Increase the number of iterations (max_iter) or scale the data as shown in:
    https://scikit-learn.org/stable/modules/preprocessing.html
Please also refer to the documentation for alternative solver options:
    https://scikit-learn.org/stable/modules/linear_model.html#logistic-regression
  extra_warning_msg=_LOGISTIC_SOLVER_CONVERGENCE_MSG)
0.655

@jcatanza have you seen this error?

jcatanza · January 18, 2020, 3:28am

Hi @foobar8675
I obtained good results with the liblinear and newton-cg solvers. The other solvers got poorer results and failed to converge.

jcatanza · January 18, 2020, 1:19pm

Hi all. Due to a family emergency, I must cancel today’s (Saturday 1/18) NLP class. The class will resume next week as usual.

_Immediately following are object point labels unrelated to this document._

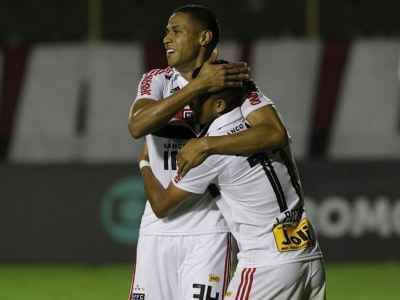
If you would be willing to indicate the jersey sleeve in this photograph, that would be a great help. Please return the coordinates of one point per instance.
(198, 179)
(151, 85)
(254, 101)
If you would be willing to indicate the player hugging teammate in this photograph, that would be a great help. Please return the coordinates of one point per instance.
(184, 244)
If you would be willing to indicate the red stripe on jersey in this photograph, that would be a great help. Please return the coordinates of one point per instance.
(226, 268)
(246, 296)
(246, 284)
(242, 281)
(133, 280)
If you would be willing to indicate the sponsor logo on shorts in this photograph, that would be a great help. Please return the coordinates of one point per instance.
(213, 278)
(205, 292)
(136, 296)
(228, 293)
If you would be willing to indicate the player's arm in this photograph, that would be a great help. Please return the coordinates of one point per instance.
(266, 133)
(162, 200)
(147, 115)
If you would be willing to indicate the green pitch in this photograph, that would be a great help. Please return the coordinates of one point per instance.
(82, 282)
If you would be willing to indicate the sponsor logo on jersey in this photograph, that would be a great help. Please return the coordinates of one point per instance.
(137, 296)
(205, 292)
(177, 178)
(294, 237)
(228, 293)
(254, 99)
(213, 278)
(237, 128)
(185, 114)
(175, 89)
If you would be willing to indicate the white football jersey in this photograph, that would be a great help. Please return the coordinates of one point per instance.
(261, 199)
(199, 216)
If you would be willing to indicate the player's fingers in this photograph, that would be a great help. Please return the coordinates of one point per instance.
(233, 84)
(235, 65)
(238, 70)
(237, 77)
(214, 56)
(184, 170)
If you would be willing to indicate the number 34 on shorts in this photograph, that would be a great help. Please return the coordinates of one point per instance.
(294, 237)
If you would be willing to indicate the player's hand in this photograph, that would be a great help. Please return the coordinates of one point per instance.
(214, 77)
(191, 155)
(143, 154)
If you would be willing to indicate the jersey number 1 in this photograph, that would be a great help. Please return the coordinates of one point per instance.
(170, 160)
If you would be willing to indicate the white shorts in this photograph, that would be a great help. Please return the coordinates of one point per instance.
(182, 267)
(291, 281)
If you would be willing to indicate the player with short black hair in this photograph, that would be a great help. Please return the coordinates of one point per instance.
(206, 18)
(262, 202)
(187, 254)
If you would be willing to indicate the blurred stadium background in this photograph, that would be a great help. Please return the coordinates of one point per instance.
(71, 198)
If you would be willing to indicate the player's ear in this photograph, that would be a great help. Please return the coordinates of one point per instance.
(205, 38)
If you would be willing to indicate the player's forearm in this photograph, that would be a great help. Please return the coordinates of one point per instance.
(155, 193)
(256, 139)
(154, 115)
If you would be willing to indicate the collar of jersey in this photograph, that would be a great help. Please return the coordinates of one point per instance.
(225, 120)
(176, 75)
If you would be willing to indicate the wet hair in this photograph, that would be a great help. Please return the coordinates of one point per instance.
(205, 17)
(233, 96)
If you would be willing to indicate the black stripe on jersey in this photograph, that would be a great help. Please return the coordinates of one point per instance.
(276, 185)
(175, 132)
(214, 191)
(294, 177)
(262, 158)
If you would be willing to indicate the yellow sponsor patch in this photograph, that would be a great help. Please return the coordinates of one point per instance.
(228, 293)
(213, 278)
(294, 237)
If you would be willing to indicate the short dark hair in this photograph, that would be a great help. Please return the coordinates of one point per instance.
(205, 17)
(233, 96)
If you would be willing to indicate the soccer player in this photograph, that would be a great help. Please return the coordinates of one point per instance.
(262, 202)
(186, 255)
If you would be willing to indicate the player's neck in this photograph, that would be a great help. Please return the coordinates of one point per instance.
(187, 69)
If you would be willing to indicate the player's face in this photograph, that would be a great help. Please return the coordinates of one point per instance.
(182, 41)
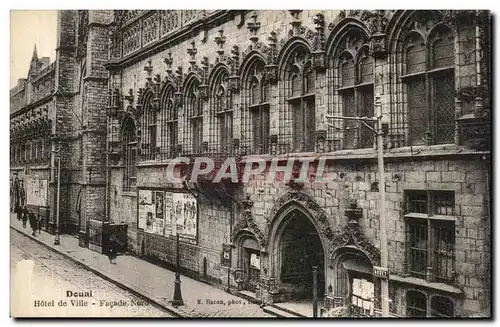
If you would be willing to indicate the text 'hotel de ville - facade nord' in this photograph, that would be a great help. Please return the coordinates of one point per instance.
(130, 92)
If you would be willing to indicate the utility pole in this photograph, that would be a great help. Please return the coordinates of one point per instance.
(177, 283)
(315, 291)
(58, 153)
(381, 272)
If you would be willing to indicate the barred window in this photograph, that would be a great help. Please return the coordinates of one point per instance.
(148, 141)
(169, 119)
(300, 78)
(431, 234)
(442, 307)
(194, 110)
(430, 84)
(355, 87)
(130, 154)
(416, 304)
(258, 108)
(222, 106)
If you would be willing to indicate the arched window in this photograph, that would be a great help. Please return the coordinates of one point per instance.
(129, 139)
(258, 107)
(169, 119)
(194, 110)
(442, 307)
(428, 73)
(222, 106)
(416, 304)
(355, 88)
(300, 78)
(148, 141)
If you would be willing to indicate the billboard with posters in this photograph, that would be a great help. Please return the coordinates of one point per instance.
(168, 214)
(36, 191)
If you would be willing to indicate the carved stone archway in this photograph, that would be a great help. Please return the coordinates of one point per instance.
(317, 214)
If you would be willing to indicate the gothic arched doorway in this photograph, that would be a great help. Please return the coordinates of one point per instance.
(248, 254)
(353, 282)
(297, 248)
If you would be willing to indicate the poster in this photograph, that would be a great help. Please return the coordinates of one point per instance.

The good news is that I have refactored and annotated the 3-logreg-nb-imdb.ipynb notebook and pushed it to github here https://github.com/jcatanza/Fastai-A-Code-First-Introduction-To-Natural-Language-Processing-TWiML-Study-Group/blob/master/3-logreg-nb-imdb_jcat.ipynb

3-logreg-nb-imdb_jcat.ipynb is a self-contained tutorial on Naive Bayes and Logistic Regression applied to the IMDb data. I think you’ll find it useful!

Today’s assignment: please get the 3-logreg-nb-imdb_jcat.ipynb notebook and use the 1.5 class hours to read, run, play with, and learn from it!

Have a great weekend, and I’ll see you next week.

foobar8675 · January 20, 2020, 8:12pm

that makes sense. thanks!

jcatanza · January 20, 2020, 8:38pm

The Fastai NLP Study Group will meet
Saturday January 25, at 8 AM PST, 11 AM EST, 5 PM CET, 9:30 PM IST

Join the Zoom Meeting when it’s time!

Topic: Sentiment Classification with Naïve Bayes and Logistic Regression

Suggested homework / preparation:

Watch video #5; Video playlist is here
Read and work through my extensively refactored and annotated version of the 3-logreg-nb-imdb.ipynb notebook
Note: in order to run my version of the notebook you’ll need to fork or clone the study group repository

To join via Zoom phone
Dial US: +1 669 900 6833 or +1 646 876 9923
Meeting ID: 832 034 584

The current meetup schedule is here.

Sign up to receive meetup announcements via email.

jcatanza · January 20, 2020, 10:39pm

You can read (but not run) the notebook for this week’s discussion in nbviewer.